Серые стены, сухость пеплом забивает горло. Раньше на серый холм было не подняться, сейчас там просто больно, но надо открыть дорогу и спеть…
Смутная текучая тень возникает на краю колодца рядом с храмом Семи Свечей. Ей тяжело, очень тяжело, ведь она тоже дышит, тоже пьет, тоже испытывает боль, только ненависть сильнее боли, сильнее отвращения, сильней небытия. Скоро серое станет алым, алое канет в синеву, и вернется песня… Она будет петь и помнить о начале и конце, как и раньше, когда на этих берегах было чисто.
Выше, еще выше, туда, где надрываются от плача колокола. Она должна увидеть все, тогда из дыма и ненависти сплетется напев.
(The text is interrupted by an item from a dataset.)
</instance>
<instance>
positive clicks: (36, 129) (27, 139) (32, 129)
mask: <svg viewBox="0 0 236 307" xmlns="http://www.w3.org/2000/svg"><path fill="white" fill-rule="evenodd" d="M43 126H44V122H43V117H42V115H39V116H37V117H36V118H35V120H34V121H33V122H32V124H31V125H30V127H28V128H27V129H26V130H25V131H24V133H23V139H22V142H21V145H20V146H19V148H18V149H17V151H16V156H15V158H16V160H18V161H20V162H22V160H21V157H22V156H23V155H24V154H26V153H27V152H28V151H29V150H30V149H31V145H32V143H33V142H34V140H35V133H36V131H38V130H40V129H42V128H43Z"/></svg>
Тихим плачем цветов сожженных, колокольчиком прокаженных и нестройным воплем набата в этот город пришла расплата. В город гнойной луны, невиновных и виноватых… Бесконечные крыши внизу. Темные крыши, рыжие мельтешащие огни, запах гари. Он не горек, ей не горек, а вот грязь… Она еще здесь. Чувствует. Видит. Боится. Вот она — кучка людей на стене…
Стоят, мрачно смотрят вниз. Серые одежды, серые лица, серые мысли. Сколько таких было на этом холме! Они мнили себя всесильными, они судили, велели убивать и убивали сами. Серые всегда жили долго, но эти скоро умрут… Они считают факелы и думают об утреннем штурме и о смерти. Хорошо, что они думают… Глупости трудно мстить, глупость невозможно испугать, глупость умирает, закрыв глаза. Эти умны, как может быть умно серое. Они боятся и надеются, они хотят жить, хотят властвовать, мстить, разносить свою грязь, но прежде всего — жить!